How to cite this article: Fiani B, Noblett C, Nanney J, Doan T, Pennington E, Jarrah R, et al. Diffusion tensor imaging of the spinal cord status post trauma. Surg Neurol Int 2020;11:276.

Abstract

Background:

Since its development in 1994, diffusion tensor imaging (DTI) has been successfully used to assess structural and functional changes to neurological tissue within the central nervous system. Namely, DTI is a noninvasive magnetic resonance imaging (MRI)-based technique that uses anisotropic diffusion to visualize and estimate the organization of white matter in neuronal tissue. It has been used to study various spinal pathologies including neoplastic diseases, degenerative myelopathy, demyelinating diseases, and infections involving the spinal cord. However, due to technical uncertainties and experimental limitations, DTI has rarely been clinically applied to assess trauma-related spinal pathologies.

Methods:

An extensive review of the published literature on DTI was performed utilizing PubMed, OVID Medline, and EMBASE journals.

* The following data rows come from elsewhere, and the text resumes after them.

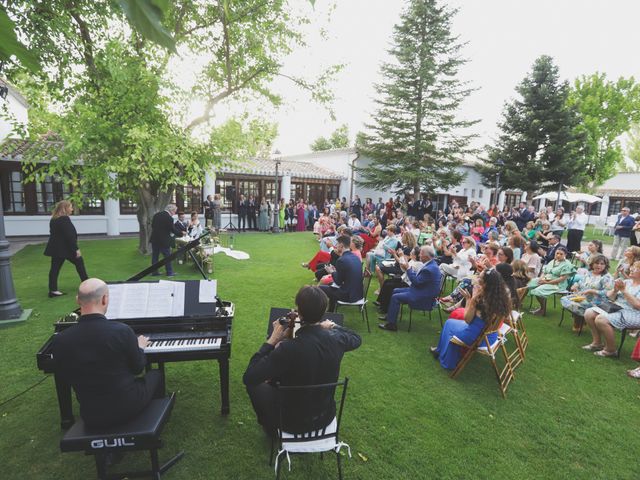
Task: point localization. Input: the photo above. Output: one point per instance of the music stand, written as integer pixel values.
(230, 225)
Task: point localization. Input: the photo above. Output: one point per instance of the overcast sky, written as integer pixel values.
(503, 37)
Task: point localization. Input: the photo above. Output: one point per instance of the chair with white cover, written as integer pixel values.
(488, 349)
(317, 441)
(360, 304)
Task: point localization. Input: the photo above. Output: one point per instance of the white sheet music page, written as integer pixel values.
(208, 291)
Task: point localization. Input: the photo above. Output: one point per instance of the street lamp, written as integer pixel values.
(276, 207)
(499, 164)
(10, 310)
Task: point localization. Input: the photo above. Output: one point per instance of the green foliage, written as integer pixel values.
(539, 143)
(560, 401)
(338, 139)
(415, 140)
(607, 110)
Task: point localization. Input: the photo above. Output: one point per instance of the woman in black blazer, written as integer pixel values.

Terms used for the search included DTI and spine trauma.

Results:

The search yielded full text English language-related articles regarding DTIs application, limitations, and functional outcomes secondary to spinal trauma.

Conclusion:

DTI relies on anisotropy in CNS tissues to determine the spatial orientation of surrounding axon tracts and define anatomical boundaries. Diffusion along three principle axes is used to calculate the following four DTI indices; fractional anisotropy, apparent diffusion coefficient (ADC), longitudinal ADC, and transverse ADC. Using DTI as a diagnostic tool status, post spine trauma has proven useful in examining the morphological and physiological extent of spinal lesions beyond conventional MRI. Experimental studies are now utilizing DTI to analyze the severity of spinal cord trauma during the hyperacute phase and may potentially be used to providing additional diagnostic information for improved treatment efficiency (e.g., as shown during the stem cell therapy trials).

Keywords

Diffusion tensor imaging
Neuroradiology
Neurotrauma
Spinal cord
Trauma

INTRODUCTION

Traumatic spinal cord injury (SCI) can disrupt axonal connectivity.[16] Inhibitory molecules that obstruct the reestablishment of synaptic connections and hinder axonal regrowth remain barriers to complete functional and neuronal recovery.[16] While conventional magnetic resonance provides an overview of the whole spinal cord, it does not document individual damaged spinal cord components. Rather, diffusion tensor imaging (DTI) is a noninvasive magnetic resonance imaging (MRI)- based technique that delineates the soft-tissue microstructure of the cord by enabling the visualization and quantification of white matter fiber tracts.[24] DTI used the magnetic field to induce water molecule movement and subsequently quantifies the directional uniformity and orientation of the diffusion of water molecules.[24] With intact nerve fibers, molecular movement is hindered; this generates a diffusion pattern.[24] Data obtained from the pattern can be used to calculate/measure the presence of various abnormalities including; edema, chronic and acute compression, ischemia, abnormal neurologic function, and axon degeneration.[24]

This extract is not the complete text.